Sur les conclusions de la requête n°2411850 :
Aux termes aux termes de l’article R. 431-10 du code de l’entrée et du séjour des étrangers et du droit d’asile : « L’étranger qui demande la délivrance ou le renouvellement d’un titre de séjour présente à l’appui de sa demande : / 1° Les documents justifiants de son état civil ; / 2° Les documents justifiants de sa nationalité ; / 3° Les documents justifiants de l’état civil et de la nationalité de son conjoint, de ses enfants et de ses parents lorsqu’il sollicite la délivrance ou le renouvellement d’un titre de séjour pour motif familial. La délivrance du premier récépissé et l’intervention de la décision relative au titre de séjour sollicité sont subordonnées à la production de ces documents. (…) ». Aux termes de l’article R. 431-11 du même code : « L’étranger qui sollicite la délivrance d’un titre de séjour présente à l’appui de sa demande les pièces justificatives dont la liste est fixée par arrêté annexé au présent code ». Il résulte de ces dispositions qu’en dehors du cas d’une demande à caractère abusif ou dilatoire, l’autorité administrative chargée d’instruire une demande de titre de séjour ne peut refuser de l’enregistrer, et de délivrer le récépissé y afférent, que si le dossier présenté à l’appui de cette demande est incomplet. La circonstance qu’un étranger qui fait l’objet d’une mesure d’éloignement qu’il lui appartient d’exécuter formule une demande de titre de séjour est de nature à révéler le caractère abusif ou dilatoire de sa demande, à moins que celle-ci soit fondée sur des éléments nouveaux.
Il ressort des pièces du dossier que M. B… a fait l’objet d’un arrêté portant refus d’admission exceptionnelle au séjour et obligation de quitter le territoire français pris par le préfet du Nord le 2 juin 2022. De plus, il ne ressort d’aucune pièce du dossier que la demande présentée le 12 décembre 2023 par le requérant présente des éléments nouveaux par rapport à celle qu’il avait déposée antérieurement. Il s’ensuit que le préfet de la Seine-Saint-Denis a légalement pu estimer que celle-ci présentait un caractère dilatoire ou abusif et procéder à son classement sans suite. Cette décision ne faisant pas grief à l’intéressé, la requête n°2411850 de M. B… est irrecevable et doit être rejetée en toutes ses conclusions.
DÉCIDE :
Article 1er : M. B… est admis, à titre provisoire, au bénéfice de l’aide juridictionnelle dans l’instance n°2407172.
Article 2 : Les requêtes nos 2407172 et 2411850 présentées par M. B… sont rejetées.
Article 3 : Le présent jugement sera notifié à M. A… B…, Me Chartier et au préfet de la Seine-Saint-Denis.

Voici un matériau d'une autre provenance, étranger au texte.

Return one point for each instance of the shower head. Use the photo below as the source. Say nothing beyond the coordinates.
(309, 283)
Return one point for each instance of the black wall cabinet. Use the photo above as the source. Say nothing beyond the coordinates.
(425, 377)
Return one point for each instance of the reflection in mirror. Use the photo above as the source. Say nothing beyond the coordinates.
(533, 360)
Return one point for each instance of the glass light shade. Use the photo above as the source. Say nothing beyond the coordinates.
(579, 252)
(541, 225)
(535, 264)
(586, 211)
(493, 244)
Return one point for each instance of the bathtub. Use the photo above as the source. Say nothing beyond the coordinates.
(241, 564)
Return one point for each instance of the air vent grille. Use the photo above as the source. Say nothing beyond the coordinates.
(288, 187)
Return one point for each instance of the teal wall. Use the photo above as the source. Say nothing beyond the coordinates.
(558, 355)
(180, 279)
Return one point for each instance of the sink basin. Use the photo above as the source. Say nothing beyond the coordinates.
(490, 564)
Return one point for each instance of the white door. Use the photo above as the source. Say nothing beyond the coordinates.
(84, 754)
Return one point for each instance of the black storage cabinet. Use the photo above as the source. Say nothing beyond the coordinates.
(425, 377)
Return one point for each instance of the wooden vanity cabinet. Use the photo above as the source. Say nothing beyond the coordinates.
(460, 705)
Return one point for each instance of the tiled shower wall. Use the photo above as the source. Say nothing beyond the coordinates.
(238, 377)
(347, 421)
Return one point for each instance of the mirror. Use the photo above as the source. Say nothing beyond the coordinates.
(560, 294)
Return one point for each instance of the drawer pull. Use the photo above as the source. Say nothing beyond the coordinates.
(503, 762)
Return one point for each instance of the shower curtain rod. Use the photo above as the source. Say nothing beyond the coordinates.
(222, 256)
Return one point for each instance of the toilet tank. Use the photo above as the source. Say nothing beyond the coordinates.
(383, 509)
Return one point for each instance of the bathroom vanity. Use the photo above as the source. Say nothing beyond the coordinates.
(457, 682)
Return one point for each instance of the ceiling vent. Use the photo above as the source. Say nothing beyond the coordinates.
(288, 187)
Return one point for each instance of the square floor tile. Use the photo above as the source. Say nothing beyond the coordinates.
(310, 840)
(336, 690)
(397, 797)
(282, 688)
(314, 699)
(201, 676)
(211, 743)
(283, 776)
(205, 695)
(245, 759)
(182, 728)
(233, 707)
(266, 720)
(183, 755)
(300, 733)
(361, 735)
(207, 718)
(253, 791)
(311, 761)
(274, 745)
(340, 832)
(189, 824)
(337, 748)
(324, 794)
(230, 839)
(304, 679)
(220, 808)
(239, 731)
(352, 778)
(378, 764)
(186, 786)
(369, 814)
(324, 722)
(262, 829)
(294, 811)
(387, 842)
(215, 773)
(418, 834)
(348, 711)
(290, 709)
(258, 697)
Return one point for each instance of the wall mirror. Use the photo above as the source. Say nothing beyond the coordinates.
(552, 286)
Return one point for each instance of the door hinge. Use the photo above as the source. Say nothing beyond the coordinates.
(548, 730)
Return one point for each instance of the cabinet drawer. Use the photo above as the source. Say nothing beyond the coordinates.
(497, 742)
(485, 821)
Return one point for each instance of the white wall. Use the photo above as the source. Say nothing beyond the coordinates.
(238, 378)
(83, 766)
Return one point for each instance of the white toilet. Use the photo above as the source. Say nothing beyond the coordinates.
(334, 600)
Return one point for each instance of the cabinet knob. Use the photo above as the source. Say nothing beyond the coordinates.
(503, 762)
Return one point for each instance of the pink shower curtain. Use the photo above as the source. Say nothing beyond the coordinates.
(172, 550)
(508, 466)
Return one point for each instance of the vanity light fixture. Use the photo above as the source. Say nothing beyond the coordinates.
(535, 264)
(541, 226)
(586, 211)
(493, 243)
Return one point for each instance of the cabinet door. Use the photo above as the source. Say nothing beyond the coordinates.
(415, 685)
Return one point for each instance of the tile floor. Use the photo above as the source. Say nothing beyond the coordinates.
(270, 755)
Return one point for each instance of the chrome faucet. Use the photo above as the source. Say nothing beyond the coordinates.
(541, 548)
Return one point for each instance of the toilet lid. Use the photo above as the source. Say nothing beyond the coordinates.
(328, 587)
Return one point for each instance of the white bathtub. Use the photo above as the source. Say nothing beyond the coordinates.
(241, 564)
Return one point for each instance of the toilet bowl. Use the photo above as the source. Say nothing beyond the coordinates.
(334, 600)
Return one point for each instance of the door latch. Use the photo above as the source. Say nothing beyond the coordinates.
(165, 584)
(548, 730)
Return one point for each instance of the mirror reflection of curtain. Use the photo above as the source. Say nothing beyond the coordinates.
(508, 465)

Délibéré après l’audience du 18 novembre 2025, à laquelle siégeaient :
M. Jauffret, président,
Mme Jaur, première conseillère,
Mme Lamlih, première conseillère.
Rendu public par mise à disposition au greffe le 4 décembre 2025.
La rapporteure,
A. Jaur
Le président,
E. JauffretLa greffière,
S. Mohamed Ali
La République mande et ordonne au préfet de la Seine-Saint-Denis en ce qui le concerne, ou à tout autre préfet territorialement compétent, et à tous commissaires de justice à ce requis en ce qui concerne les voies de droit commun contre les parties privées de pourvoir à l’exécution du présent jugement.